29 Jun, 2017

2 commits

  • At the point where the kvm-vfio pseudo device wants to release its
    vfio group reference, we can't always acquire a new reference to make
    that happen. The group can be in a state where we wouldn't allow a
    new reference to be added. This new helper function allows a caller
    to match a file to a group to facilitate this. Given a file and
    group, report if they match. Thus the caller needs to already have a
    group reference to match to the file. This allows the deletion of a
    group without acquiring a new reference.

    Signed-off-by: Alex Williamson
    Reviewed-by: Eric Auger
    Reviewed-by: Paolo Bonzini
    Tested-by: Eric Auger
    Cc: stable@vger.kernel.org

    Alex Williamson
     
  • Unset-KVM and decrement-assignment only when we find the group in our
    list. Otherwise we can get out of sync if the user triggers this for
    groups that aren't currently on our list.

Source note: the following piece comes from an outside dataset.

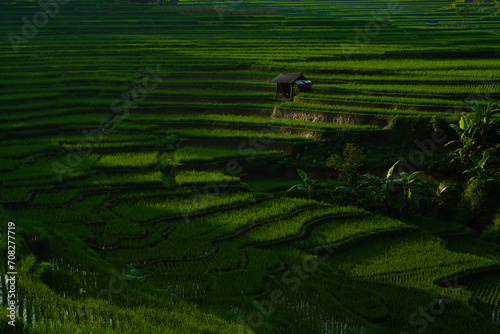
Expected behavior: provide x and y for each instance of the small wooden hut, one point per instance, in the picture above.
(290, 84)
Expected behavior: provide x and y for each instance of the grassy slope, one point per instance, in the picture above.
(223, 253)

    Signed-off-by: Alex Williamson
    Reviewed-by: Alexey Kardashevskiy
    Reviewed-by: Eric Auger
    Tested-by: Eric Auger
    Acked-by: Paolo Bonzini
    Cc: stable@vger.kernel.org

    Alex Williamson
     

20 Apr, 2017

1 commit

  • This allows the host kernel to handle H_PUT_TCE, H_PUT_TCE_INDIRECT
    and H_STUFF_TCE requests targeted an IOMMU TCE table used for VFIO
    without passing them to user space which saves time on switching
    to user space and back.

    This adds H_PUT_TCE/H_PUT_TCE_INDIRECT/H_STUFF_TCE handlers to KVM.
    KVM tries to handle a TCE request in the real mode, if failed
    it passes the request to the virtual mode to complete the operation.
    If it a virtual mode handler fails, the request is passed to
    the user space; this is not expected to happen though.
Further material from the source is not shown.